While various legacy character encoding standards are supported, it is primarily designed for use with The Unicode Standard, which provides the universal encoding for written characters and symbols, as well as specifications for how text in different scripts is to be represented.
This specification defines certain data—OpenType Layout tables—and the low-level operations used to process that data to perform glyph substitutions and positioning adjustments, as needed for high-quality typography and also for correct display of Unicode text in various scripts. (See OpenType Layout Overview.) The OpenType Layout feature registry defines various features that represent specific typographic capabilities that may be supported in a font, and that are used to activate those capabilities in a given font. Many features expose optional capabilities that authors and typographers may choose to use at their discretion; for example, small cap forms, or kerning. But many other features are used to activate capabilities that are required for correct display of text; for example, required ligatures for Arabic script, or positioning of mark glyphs. Many scripts supported in Unicode have complex structural behaviors that require non-trivial operations, implemented in applications or in text-layout and “shaping” libraries, to derive a correct sequence of positioned glyphs for presentation of an underlying Unicode string. The feature registry will include features that can be used in those operations. However, complete specification of shaping algorithms for different scripts is beyond the scope of this specification. Such algorithms may be proprietary, “closed-source” implementations in particular applications; or they may be defined in vendor-specific specifications or in other industry specifications.

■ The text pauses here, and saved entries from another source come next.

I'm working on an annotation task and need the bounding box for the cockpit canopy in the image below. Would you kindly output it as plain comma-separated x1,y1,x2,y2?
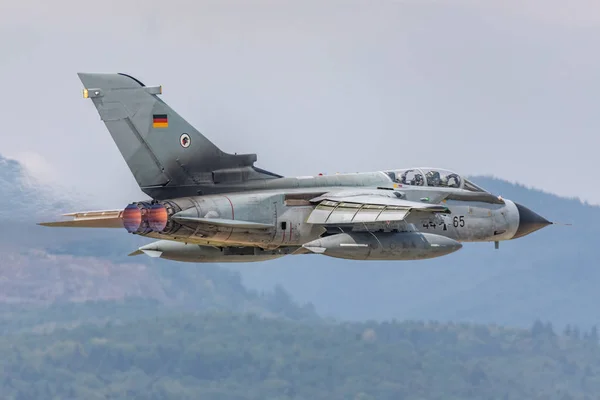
384,168,487,192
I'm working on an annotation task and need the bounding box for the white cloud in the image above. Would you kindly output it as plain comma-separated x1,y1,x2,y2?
11,151,58,184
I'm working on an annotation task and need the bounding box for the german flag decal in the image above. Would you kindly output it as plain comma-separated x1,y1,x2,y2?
152,114,168,128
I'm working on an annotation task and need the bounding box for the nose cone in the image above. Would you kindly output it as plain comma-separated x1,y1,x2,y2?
513,202,552,239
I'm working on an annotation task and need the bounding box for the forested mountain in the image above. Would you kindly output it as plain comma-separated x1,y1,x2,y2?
2,310,599,400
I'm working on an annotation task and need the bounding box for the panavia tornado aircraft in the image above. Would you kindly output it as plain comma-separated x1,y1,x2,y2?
39,73,553,263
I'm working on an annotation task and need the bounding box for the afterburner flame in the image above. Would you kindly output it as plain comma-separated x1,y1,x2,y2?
148,204,168,232
122,204,142,233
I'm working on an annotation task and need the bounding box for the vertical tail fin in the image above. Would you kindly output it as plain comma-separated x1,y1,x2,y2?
78,73,275,198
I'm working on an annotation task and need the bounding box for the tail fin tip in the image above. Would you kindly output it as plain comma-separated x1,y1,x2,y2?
77,72,146,90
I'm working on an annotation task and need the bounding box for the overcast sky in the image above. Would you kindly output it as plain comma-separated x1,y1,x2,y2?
1,0,599,207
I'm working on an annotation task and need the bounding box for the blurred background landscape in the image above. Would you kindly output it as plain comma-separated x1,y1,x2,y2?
1,153,599,399
2,0,600,398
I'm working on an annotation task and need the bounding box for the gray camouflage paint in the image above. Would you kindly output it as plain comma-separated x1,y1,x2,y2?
39,73,551,262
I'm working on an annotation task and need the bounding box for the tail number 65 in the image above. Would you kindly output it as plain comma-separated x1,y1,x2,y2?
453,216,465,227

Support for mathematical text involving complex formulas requires a content format to describe text semantics combined with layout and presentation capabilities. This specification defines the font-specific data that would be needed for presentation. In this way, OpenType can be used to implement presentation capabilities for other document format specifications, such as TEX or MathML. Certain features may be defined in the OpenType Layout feature registry to support math layout operations.
Text layout involves operations within individual lines of text but also control over arrangement of lines into larger blocks within a page or similar context. This specification defines certain data that is used in block-level layout, such as default line metrics (ascent, descent, leading). Also, certain features may be defined in the OpenType Layout feature registry to support layout of text blocks for either horizontal or vertical layout orientation. Complete specification of block level layout is beyond the scope of this specification, however. It may be used in conjunction with other specifications, such as Unicode Standard Annex #50: Unicode Vertical Text Layout.
Some font capabilities may be subject to tailoring by applications or other higher-level protocols. For example, the TrueType instructions defined in this specification define operations used in rasterization of glyph outlines, but applications may supplement their own algorithms for final rasterization (for example, using over-sampling, or control of sub-pixel display elements) to optimize legibility of glyphs. Also, while the descriptions of features in the OpenType Layout feature registry may specify expected usage, applications can tailor their usage of features subject to other specifications or according to their own needs.